Urinary incontinence in neurological disease

This guideline outlines the urological problems commonly associated with neurological disease. Most of this is familiar stuff. I will highlight things that stick-out or are new.

Remember that urological problems can be associated with bowel problems and sexual problems too and that these can cause social problems (such as carer stress) as well as physical problems such as recurrent UTI and renal impairment.

UTI – if assessing for UTI in someone with a catheter – do not take a bag sample to test as they will frequently show colonisation without infection – get a sample direct from the catheter.

Recurrent UTI:

Do not use prophylactic antibiotics if someone has a catheter in place.

BP and UE – these must be checked regularly (at least every 3 yrs) in people with neurological impairment. Beware that UE can be normal, even when the kidneys are affected.

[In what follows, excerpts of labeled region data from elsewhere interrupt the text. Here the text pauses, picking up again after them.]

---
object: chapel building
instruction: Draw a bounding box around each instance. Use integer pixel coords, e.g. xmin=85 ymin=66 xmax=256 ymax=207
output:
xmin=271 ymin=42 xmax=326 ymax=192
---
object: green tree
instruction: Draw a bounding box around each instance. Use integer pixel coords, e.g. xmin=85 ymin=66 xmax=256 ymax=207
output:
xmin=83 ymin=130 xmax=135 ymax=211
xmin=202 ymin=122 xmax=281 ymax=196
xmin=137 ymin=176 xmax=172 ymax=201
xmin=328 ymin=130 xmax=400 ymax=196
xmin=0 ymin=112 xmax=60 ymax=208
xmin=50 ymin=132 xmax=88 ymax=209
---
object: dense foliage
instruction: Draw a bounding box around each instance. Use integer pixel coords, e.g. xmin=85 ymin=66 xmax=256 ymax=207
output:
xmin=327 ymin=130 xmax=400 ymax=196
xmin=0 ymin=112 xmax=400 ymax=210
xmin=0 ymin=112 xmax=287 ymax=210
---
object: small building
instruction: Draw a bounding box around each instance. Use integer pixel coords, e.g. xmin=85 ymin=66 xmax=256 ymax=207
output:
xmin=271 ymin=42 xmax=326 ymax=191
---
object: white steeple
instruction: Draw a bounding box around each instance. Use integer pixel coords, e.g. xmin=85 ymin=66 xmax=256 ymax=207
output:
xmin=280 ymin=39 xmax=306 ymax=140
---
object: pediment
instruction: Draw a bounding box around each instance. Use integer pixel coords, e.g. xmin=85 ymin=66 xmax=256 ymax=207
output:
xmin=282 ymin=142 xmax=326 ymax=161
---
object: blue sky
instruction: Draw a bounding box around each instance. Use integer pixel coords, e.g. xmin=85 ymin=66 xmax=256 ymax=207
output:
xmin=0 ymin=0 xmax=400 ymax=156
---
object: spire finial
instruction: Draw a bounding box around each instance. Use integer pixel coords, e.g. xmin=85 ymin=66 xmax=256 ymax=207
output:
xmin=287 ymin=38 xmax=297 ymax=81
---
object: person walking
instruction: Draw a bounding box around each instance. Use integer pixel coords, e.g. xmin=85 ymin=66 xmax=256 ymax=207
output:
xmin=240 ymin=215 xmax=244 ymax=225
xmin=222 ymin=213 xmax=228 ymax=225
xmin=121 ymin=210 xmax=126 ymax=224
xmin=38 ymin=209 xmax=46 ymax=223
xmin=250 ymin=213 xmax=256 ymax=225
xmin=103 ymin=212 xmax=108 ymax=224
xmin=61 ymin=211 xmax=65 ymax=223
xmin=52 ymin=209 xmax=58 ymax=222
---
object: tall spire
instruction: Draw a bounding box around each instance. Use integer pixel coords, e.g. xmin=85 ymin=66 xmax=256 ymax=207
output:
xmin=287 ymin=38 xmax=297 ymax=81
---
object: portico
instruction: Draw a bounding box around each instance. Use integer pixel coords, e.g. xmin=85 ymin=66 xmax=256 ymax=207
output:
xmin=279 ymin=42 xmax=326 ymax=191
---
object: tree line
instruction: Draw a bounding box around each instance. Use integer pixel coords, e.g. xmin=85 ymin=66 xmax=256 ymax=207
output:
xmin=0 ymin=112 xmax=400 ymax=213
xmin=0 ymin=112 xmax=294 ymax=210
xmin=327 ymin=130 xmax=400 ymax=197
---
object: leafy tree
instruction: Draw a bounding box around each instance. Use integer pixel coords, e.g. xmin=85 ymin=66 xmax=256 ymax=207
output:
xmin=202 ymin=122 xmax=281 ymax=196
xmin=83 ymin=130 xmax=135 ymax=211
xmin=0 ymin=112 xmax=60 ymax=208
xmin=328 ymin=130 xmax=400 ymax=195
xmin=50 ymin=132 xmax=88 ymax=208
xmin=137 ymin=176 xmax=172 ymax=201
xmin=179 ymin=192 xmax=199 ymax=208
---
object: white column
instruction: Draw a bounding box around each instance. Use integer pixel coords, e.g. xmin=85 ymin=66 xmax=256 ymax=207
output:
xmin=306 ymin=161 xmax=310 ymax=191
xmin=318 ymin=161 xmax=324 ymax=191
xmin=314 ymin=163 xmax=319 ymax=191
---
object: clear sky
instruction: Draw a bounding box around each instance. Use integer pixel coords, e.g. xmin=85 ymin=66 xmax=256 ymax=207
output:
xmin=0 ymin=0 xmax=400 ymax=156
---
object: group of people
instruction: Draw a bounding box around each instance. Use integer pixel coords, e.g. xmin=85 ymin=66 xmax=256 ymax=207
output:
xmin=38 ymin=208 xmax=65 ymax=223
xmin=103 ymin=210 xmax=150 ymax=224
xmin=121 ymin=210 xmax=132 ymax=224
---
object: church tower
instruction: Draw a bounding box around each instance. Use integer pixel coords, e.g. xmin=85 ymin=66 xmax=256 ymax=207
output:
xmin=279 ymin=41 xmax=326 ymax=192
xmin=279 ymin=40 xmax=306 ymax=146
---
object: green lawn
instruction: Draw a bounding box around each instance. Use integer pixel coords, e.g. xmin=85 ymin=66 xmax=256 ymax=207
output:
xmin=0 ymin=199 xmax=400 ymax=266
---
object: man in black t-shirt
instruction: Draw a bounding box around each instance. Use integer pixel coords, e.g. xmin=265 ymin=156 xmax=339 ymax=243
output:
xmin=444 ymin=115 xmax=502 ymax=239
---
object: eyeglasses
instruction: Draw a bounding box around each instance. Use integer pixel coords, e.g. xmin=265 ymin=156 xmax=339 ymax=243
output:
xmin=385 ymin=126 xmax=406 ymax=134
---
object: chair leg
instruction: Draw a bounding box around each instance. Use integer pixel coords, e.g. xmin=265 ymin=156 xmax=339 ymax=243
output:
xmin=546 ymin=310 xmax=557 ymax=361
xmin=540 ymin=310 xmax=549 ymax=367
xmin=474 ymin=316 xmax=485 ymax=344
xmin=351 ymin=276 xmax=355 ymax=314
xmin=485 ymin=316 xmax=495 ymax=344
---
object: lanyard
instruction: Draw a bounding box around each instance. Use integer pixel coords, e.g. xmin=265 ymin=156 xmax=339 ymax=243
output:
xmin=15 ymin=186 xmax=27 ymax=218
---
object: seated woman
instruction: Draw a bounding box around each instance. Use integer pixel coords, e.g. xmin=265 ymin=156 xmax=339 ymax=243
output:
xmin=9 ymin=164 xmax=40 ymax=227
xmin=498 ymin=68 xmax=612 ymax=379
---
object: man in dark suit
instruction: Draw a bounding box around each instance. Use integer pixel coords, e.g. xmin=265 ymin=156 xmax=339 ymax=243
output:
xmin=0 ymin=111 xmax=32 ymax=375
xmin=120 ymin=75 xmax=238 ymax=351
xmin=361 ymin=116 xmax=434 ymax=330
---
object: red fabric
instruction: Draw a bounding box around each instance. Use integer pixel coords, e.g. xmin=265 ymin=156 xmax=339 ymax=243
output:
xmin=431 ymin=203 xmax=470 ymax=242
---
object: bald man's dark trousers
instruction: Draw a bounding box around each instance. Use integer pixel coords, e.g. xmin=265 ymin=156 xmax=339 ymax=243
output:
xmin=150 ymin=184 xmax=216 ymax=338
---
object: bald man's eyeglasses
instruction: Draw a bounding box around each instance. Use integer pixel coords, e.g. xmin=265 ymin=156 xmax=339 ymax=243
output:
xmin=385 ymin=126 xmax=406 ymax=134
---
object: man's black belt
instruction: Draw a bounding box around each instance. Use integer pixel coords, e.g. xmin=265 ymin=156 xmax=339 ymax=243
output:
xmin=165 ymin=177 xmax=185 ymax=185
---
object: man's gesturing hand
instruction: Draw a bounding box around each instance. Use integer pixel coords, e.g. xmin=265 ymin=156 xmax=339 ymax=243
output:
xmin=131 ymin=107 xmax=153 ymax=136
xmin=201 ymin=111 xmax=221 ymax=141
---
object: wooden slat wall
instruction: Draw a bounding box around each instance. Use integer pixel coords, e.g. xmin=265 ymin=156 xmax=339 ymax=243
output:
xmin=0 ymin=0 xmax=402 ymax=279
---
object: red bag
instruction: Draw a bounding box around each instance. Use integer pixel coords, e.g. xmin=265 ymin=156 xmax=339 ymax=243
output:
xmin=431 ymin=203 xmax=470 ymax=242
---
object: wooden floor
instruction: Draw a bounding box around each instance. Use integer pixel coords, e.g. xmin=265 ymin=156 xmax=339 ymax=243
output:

Renal imaging for hydronephrosis may be needed in high risk patients every 1 to 2 years:

  • Spinal Cord Injury
  • Spina Bifida
  • Adverse features on urodynamic eg impaired bladder compliance / detrusor dyssynergia / vesico-ureteric reflux

Treatment of Incontinence:

Mostly, this can be treated as in patients without neurological impairment:

  • Bladder retraining and pelvic floor exercises in capable patients.
  • Timed or Prompted Voiding
  • Antimuscarinincs for Overactive Bladder (OAB) – eg in spinal cord or brain disease. Beware that patients can go into retention, so you need to check for residuals.

Botulinum A injection – If patients have spinal cord disease AND OAB AND failed treatment with bladder retraining and antimuscarincs. Many patients will need catheterising after injection and all will need repeated injections.